Quelles sont les principales raisons de l’opposition au SNU pour le FFJ -notamment par rapport aux autres organisations qui sont contre ?
Au FFJ, on plaide pour une vraie politique de jeunesse transversale qui accompagne les jeunes dans leur parcours très large : autant professionnel que dans leur parcours de vie, l’accès aux mobilités, l’engagement, pour lutter contre la précarité… On veut une vraie ambition qui sorte des silos. Par exemple, c’est le Ministère du Travail qui lutte contre la précarité des jeunes, l’Éducation Nationale
qui porte la dimension engagement…, on essaye de faire en sorte que ça agisse de manière plus concertée et ambitieuse.
Le SNU est une des formes de politique jeunesse qui mobilise un gros budget, et qui ne va pas en faveur de l’émancipation des jeunes. Le SNU vise à ce que des jeunes soient au service de la République. C’est l’idée que les jeunes « doivent » quelque chose à la Nation. Ça nous pose question. Les objectifs affichés, c’est la mixité sociale et le fait que les jeunes puissent sortir de leur famille et de l’école pour rencontrer d’autres jeunes, et de renforcer la citoyenneté. On partage ces objectifs mais pas la mise en œuvre et la méthode : uniformes, levée de drapeau, décorum. Ça nous interpelle sur ce qu’on cherche à faire avec le SNU.
Et la volonté de tendre vers un SNU obligatoire ?
L’obligation nous révolte. Des séjours de cohésion c’est quelque chose qui peut être souhaité par des jeunes, on le reconnait, mais par contre la généralisation à toute une classe d’âge c’est quelque chose contre lequel on a envie de se battre.

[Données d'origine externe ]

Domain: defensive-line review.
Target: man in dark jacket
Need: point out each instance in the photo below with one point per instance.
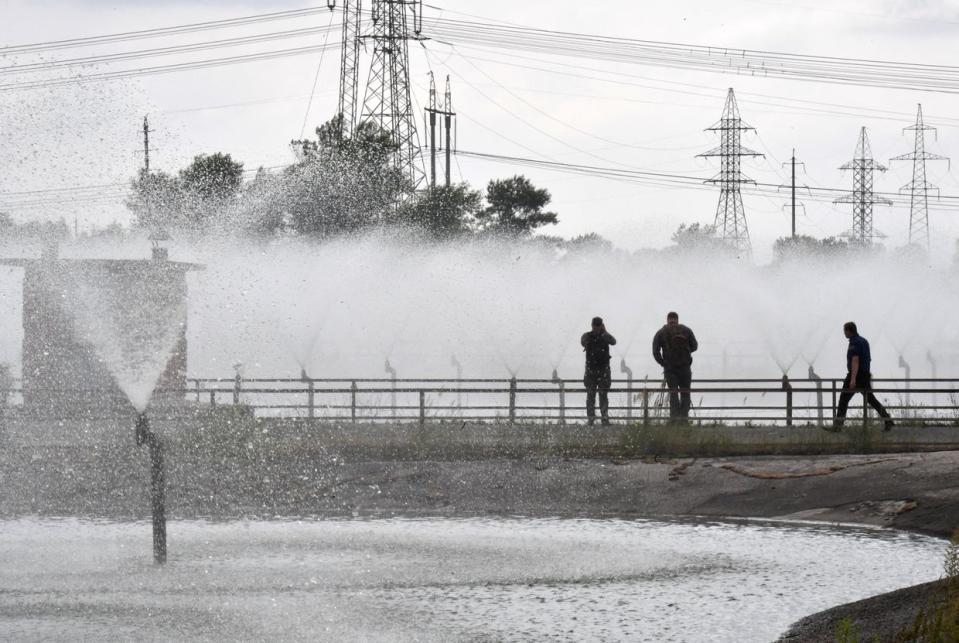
(858, 378)
(673, 348)
(598, 375)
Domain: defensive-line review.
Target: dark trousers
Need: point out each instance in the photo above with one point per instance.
(597, 381)
(676, 379)
(863, 385)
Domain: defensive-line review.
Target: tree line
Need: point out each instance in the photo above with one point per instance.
(337, 186)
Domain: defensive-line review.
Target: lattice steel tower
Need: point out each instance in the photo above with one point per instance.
(730, 216)
(862, 198)
(349, 63)
(919, 188)
(387, 100)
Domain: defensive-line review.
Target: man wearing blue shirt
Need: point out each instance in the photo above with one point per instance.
(858, 378)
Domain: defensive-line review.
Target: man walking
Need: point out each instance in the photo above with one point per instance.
(673, 348)
(598, 377)
(858, 378)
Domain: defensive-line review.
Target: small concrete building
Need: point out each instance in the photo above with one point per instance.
(66, 371)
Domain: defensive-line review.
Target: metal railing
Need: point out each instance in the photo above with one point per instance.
(782, 401)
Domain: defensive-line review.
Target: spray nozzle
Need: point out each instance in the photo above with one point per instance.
(142, 429)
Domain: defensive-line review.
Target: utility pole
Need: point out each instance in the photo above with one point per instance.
(448, 116)
(862, 197)
(793, 164)
(146, 144)
(730, 215)
(919, 188)
(446, 111)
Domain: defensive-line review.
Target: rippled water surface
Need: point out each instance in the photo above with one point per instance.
(441, 579)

Vous faites partie d’un collectif d’associations qui veulent promouvoir des alternatives (“Jeunesses, citoyenneté, émancipation”), peux-tu en dire plus ?
Le MRJC en fait partie, c’est un collectif informel depuis un an et demi, avec plusieurs organisations qui sont d’accord pour être contre. On veut promouvoir d’autres manières de mettre en œuvre ces objectifs, travailler à des expérimentations avec les collectivités partantes. Pour le moment c’est à l’état de réflexion. Penser une alternative au SNU peut être problématique, l’idée n’est pas de faire un peu pareil en différent mais de penser radicalement autre chose.
Avez-vous le sentiment que sur la forme ou le fond du SNU, des choses évoluent ? Êtes-vous plutôt optimistes ou pessimistes pour la suite ?
C’est sûr que ça a évolué. On a eu une rencontre il y a un mois avec Sarah El Haïry, elle dit que le SNU de 2017-2019 n’est pas le même que le SNU 2023, ils disent avoir appris de leurs erreurs. Mais on a l’impression d’un double discours : la secrétaire d’État dit qu’il y a une évolution, que ça n’est pas militaire mais on observe son rattachement et celui du SNU au ministère des armées. C’est un rapprochement qui est fait.
Nous avons eu un échange avec un membre du cabinet Borne qui parlait de guerre en Europe, qu’il fallait se préparer face à ça [en lien avec le SNU, ndlr]. Il y a un double discours : renforcer la citoyenneté et cohésion sociale d’un côté et de l’autre, il y a cette envie d’avoir une première approche militaire pour des jeunes d’une même classe d’âge.
Sur le terrain, il y a une disparité dans les séjours suivant qui le met en place. Dans certains lieux, l’organisation est concertée avec les assos d’éducation populaire et les services déconcentrés de l’État, c’est organisé dans d’anciens lieux de colonies de vacances. À d’autres endroits, c’est organisé par les pompiers, la police, dans des casernes. Ces séjours n’ont pas la même valeur, pas le même caractère symbolique et politique.
Une des motivations officielles du SNU est de renforcer l’engagement des jeunes. Le FFJ défend à juste titre que les jeunes sont déjà très engagé·es associativement ou syndicalement. Avez-vous des revendications pour faciliter ou élargir cet engagement ?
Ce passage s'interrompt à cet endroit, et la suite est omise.